Edwards Lifesciences has been on the forefront of this innovation in the U.S. market with the only FDA-approved device - Sapien. Medtronic is not too far behind, although it has been hobbled by a slow-enrolling pivotal trial that finally closed in early January.

But now comes the news from Edwards that sales of Sapien in the U.S. are not matching management projections. In a research note Wednesday, Glenn Novarro, an analyst with RBC Capital Markets, said that U.S. Sapien sales "disappoint again" coming in at $83 million, $12 million below his projection and $7 million below the Street consensus view.

What is causing this disappointing results? In an earnings call Tuesday, Edwards CEO Michael Mussallem said that 20 medical centers that were due to be trained in TAVR procedure postponed the training.

"...those 20 sites would have probably generated something in the neighborhood of $5 million or more of stocking sales, which we did not realize in the quarter," Mussallem told analysts on the call.

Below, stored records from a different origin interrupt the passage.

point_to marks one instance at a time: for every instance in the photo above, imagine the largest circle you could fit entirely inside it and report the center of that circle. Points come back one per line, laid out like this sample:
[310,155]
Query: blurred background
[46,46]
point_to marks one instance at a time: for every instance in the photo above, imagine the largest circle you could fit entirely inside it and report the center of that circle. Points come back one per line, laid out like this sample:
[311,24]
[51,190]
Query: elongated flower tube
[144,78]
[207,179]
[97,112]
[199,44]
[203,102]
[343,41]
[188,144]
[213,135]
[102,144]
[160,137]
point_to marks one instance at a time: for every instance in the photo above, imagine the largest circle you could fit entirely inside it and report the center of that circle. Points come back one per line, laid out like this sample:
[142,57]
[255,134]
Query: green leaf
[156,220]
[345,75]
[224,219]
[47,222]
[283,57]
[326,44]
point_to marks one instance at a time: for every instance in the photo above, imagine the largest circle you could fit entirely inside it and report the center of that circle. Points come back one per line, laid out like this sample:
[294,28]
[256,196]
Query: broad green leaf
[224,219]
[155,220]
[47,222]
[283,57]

He also added that some hospitals are finding the procedure to be too expensive, while others don't have the correct capacity to handle this procedure.

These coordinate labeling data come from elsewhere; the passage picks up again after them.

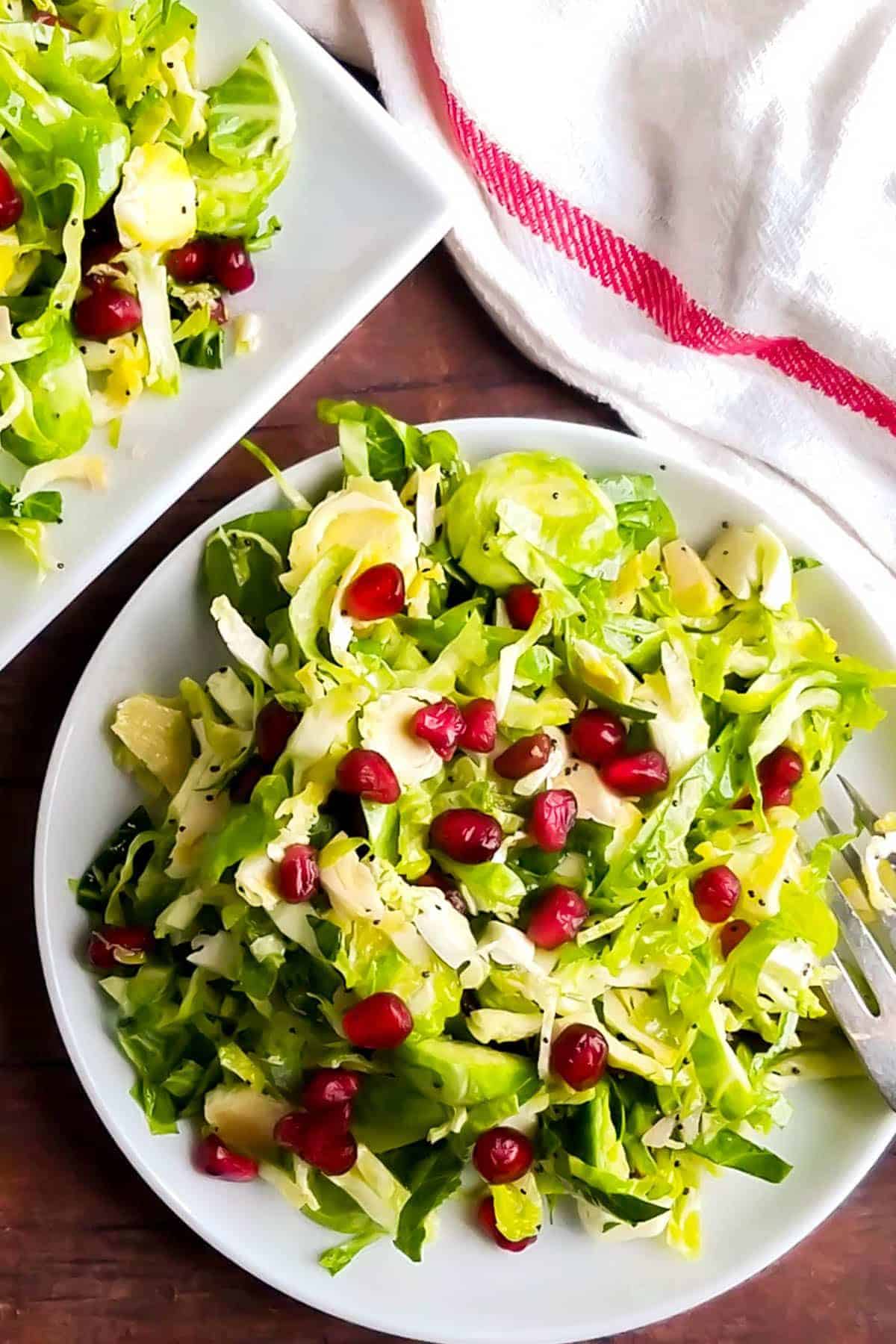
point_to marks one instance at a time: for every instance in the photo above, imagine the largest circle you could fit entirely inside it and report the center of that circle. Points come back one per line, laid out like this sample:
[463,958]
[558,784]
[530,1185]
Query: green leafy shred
[240,995]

There are some hospitals that question the profitability of this procedure based on their regional reimbursement, as well as how they account for other related services and the allocation of overhead. We continue to engage with these centers to share best practices with a focus on reducing length of stay, as well as lowering procedure-related costs and complications.

I would say a lot of our growth has continued to come out of existing centers with well developed patterns. And there is a steep learning curve that's going on right now in all centers. There are capacity constraints and we hear it on all kinds of shapes and sizes. So we hear some that they need to, for example, get another nurse coordinator to do patient screening. We heard from some that they need to get additional days set aside in the cath lab and the ORs. We hear from others that it's time to get a second team up.

All this is leading management to reduce sales guidance for Sapien to the range of $350 to $400 million, down from previous guidance of $390 million to $440 million for 2013. No surprises that following the call - and the fact that U.S. sales have disappointed three quarters consecutvely - Novarro downgraded the stock to "sector perform" or "hold" from a "outperform" or "buy." 

Still, the unanswered question in all of this is whether management should have known that adoption would not be that quick. Back in late December 2011, soon after Edwards won FDA approval for Sapien, Mayo Clinic published a study that showed that TAVR usage has a steep learning curve [a terms that Mussallem coincidentally also used in the call.] Specifically, Mayo found that doctors had to do 30 TAVR procedures before reaching a level of proficiency.

In fact, while publishing this study in the Journal of the American College of Cardiology, editor Peter Block loudly speculated about the market adoption of TAVR. As reported by Heart.org, Block wrote:

"How all this will play out over the next year should concern every center and operator contemplating the addition of TAVI to their list of available therapies. My feeling is that many centers that would like to do TAVI now that a device is approved will quickly recognize that putting together the personnel and facilities is only a first step. Doing TAVI well is a second hurdle, as pointed out by the Mayo paper," he says, noting that the total costs of caring for these very sick patients and level of third-party reimbursement that will be available to pay for them are not yet clear. "TAVI may well be a center-stage diva, but it is also a jealous, high-maintenance mistress. It should be an interesting rollout."

Indeed what is even more interesting - and something that analysts commented on - was that even though Edwards Lifesciences lowered its U.S. Sapien sales guidance, it did not moderate the long-term opportunity it feels Sapien has in the U.S.

Only time will tell whether this sentiment is also misplaced.